For that reason kings are said to grow better among wars and campaigns than when they live at

leisure. Attalus certainly, the brother of Eumenes, because he was completely enfeebled by long inactivity and peace, was actually kept and fattened like a sheep by Philopoemen, one of his courtiers; so that even the Romans used in jest to ask those who came from Asia if the king had any influence with Philopoemen. And it would be impossible to find many abler generals among the Romans than Lucullus, when he combined thought with action; but when he gave himself up to a life of inactivity and to a home-keeping and thought-free existence, he became a wasted skeleton, like sponges in calm seas, and then when he committed his old age to the care and nursing of one of his freedmen named Callisthenes, it seemed as if he were being drugged by him with potions and quackeries, until his brother Marcus drove the fellow away and himself managed and tended him like a child the rest of his life, which was not long. Dareius the father of Xerxes used to say that when dangers threatened he excelled himself in wisdom,[*](Cf. Moralia, 172 f.) and Ateas the Scythian said that he considered himself no better than his grooms when he was idle; and Dionysius the Elder, when someone asked if he was at leisure, replied: May that never happen to me! For a bow, they say, breaks when too tightly stretched, but a soul when too much relaxed. In fact musicians, if they give up listening to music, and geometricians if they give up solving problems, and arithmeticians if they give up the practice of calculating, impair, as they advance in age, their habits of mind as well as their activities, although the studies which they pursue are not concerned with action but with contemplation; but the
mental habit of public men - deliberation, wisdom, and justice, and, besides these, experience, which hits upon the proper moments and words and is the power that creates persuasion - is maintained by constantly speaking, acting, reasoning, and judging; and it would be a crime if, by deserting these activities, it should allow such great and so many virtues to leak out from the soul; for it is reasonable to suppose that love of humanity, public spirit, and graciousness would waste away, none of which ought to have any end or limit.

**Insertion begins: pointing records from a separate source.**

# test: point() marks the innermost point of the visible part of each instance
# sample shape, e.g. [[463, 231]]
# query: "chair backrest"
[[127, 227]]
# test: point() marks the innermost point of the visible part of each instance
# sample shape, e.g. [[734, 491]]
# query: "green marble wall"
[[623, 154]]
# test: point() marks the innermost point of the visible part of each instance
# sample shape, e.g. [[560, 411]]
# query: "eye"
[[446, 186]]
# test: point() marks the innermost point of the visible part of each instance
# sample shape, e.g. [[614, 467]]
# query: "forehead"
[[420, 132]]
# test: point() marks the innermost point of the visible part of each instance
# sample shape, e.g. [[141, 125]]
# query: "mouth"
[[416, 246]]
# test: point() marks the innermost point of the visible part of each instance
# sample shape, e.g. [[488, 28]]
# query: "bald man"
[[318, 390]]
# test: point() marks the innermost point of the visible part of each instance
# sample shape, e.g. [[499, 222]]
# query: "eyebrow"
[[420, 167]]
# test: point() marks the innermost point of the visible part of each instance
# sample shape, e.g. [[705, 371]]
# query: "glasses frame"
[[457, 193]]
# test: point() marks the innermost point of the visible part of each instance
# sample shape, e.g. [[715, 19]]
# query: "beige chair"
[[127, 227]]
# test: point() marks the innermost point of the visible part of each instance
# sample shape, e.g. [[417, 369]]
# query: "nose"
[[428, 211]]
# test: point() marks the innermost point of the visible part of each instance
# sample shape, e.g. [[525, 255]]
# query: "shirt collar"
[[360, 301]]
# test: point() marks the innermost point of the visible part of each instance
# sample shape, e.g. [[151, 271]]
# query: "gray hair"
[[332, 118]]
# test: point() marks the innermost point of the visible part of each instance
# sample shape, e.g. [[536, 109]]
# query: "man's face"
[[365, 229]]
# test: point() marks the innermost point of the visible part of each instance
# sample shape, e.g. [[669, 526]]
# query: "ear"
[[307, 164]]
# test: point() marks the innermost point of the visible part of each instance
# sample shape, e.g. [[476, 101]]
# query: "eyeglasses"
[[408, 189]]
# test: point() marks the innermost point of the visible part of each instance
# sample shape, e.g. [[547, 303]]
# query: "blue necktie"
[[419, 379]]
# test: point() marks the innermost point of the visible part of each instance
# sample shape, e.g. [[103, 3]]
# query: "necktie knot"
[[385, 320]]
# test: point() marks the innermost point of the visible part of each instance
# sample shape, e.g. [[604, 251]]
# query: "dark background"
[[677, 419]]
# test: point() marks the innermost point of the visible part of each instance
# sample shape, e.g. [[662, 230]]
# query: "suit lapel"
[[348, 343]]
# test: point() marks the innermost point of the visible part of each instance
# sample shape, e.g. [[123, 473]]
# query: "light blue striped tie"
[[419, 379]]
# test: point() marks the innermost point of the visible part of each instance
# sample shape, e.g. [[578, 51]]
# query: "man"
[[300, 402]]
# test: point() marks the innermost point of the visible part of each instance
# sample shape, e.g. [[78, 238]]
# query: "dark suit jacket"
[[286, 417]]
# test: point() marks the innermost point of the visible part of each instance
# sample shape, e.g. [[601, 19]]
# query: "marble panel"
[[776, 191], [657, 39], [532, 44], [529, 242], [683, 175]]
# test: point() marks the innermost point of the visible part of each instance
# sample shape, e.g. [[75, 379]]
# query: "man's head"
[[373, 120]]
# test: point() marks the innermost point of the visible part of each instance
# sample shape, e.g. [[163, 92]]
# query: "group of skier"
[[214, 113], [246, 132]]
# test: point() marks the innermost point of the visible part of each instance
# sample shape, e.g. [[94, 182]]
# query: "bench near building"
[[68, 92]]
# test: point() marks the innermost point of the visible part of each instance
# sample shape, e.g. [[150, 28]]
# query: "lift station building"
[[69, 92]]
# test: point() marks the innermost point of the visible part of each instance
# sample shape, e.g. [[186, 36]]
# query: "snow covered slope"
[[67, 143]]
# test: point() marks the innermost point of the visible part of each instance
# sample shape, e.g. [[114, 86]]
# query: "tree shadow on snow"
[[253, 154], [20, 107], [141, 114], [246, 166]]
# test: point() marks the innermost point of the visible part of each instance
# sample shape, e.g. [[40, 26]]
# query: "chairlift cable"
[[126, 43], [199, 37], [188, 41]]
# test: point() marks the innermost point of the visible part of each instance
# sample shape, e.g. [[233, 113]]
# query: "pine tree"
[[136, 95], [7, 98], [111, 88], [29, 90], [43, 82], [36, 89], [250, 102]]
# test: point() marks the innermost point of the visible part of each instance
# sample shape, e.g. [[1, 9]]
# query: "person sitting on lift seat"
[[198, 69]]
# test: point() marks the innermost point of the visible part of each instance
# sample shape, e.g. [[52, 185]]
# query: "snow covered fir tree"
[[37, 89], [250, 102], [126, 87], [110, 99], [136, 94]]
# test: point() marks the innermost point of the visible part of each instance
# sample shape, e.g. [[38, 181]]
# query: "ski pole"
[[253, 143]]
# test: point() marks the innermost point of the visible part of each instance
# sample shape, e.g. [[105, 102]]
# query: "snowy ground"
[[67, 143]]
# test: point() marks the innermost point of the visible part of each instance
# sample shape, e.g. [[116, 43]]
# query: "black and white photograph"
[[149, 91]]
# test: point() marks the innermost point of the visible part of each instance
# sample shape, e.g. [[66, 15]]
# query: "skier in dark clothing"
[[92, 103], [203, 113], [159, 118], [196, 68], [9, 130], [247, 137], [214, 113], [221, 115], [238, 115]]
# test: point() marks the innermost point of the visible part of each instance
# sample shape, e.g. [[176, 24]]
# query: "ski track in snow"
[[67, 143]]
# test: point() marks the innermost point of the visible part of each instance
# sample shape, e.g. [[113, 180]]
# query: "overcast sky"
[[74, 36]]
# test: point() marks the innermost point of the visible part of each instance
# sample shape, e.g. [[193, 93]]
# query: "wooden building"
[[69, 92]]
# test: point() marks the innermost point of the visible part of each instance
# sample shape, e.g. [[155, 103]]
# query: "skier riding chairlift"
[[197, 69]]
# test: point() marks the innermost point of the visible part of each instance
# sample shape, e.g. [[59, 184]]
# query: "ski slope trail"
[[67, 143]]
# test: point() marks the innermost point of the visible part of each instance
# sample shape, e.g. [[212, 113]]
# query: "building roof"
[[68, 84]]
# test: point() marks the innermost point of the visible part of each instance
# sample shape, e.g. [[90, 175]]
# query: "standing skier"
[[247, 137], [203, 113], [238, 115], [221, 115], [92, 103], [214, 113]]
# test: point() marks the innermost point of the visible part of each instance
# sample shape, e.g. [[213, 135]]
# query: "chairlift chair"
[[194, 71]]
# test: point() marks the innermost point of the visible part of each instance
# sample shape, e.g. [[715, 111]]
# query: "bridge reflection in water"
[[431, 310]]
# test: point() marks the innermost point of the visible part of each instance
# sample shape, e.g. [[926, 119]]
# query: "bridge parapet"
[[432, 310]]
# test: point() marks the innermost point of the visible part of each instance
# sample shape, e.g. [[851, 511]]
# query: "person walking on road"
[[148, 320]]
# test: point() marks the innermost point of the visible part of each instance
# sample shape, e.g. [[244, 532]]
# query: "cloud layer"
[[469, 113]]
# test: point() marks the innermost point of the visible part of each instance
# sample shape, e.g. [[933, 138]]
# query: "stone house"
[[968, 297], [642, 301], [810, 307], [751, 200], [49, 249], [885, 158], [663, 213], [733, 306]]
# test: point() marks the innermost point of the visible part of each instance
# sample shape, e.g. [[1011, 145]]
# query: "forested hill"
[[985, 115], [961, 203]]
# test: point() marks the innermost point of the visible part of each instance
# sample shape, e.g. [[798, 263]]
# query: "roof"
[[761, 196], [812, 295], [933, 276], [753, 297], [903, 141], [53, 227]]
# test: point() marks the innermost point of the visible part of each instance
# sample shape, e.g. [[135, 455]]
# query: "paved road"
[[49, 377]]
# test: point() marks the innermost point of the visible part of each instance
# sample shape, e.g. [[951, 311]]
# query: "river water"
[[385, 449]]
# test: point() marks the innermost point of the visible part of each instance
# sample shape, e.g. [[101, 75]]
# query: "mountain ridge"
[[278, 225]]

Certainly if you had Tithonus as your father, who was immortal but always needed much care on account of old age, I do not believe you would avoid or grow weary of attending to him, speaking to him, and helping him on the ground that you had performed those duties for a long time; and your fatherland or, as the Cretans call it, your mother country, which has earlier and greater rights than your parents, is long lived, to be sure, but by no means ageless or self-sufficient; on the contrary, since it always needs much consideration and assistance and anxious thought, it draws the statesman to itself and holds him,

Grasping him fast by the cloak, and restrains him though hastening onward.[*](Homer, Il. xvi. 9.)
Now surely you know that I have been serving the Pythian Apollo for many Pythiads,[*](Periods of four years marked by the quadrennial celebration of the Pythian games in honour of Apollo at Delphi.) but you would not say: Plutarch, you have done enough sacrificing, marching in processions, and dancing in choruses, and now that you are older it is time to put off the garland and to desert the oracle on account of your age. And so do not imagine that you yourself, being a leader and interpreter of the sacred rites of
civic life, ought to give up the worship of Zeus of the State and of the Forum, rites to which you have for a long time been consecrated.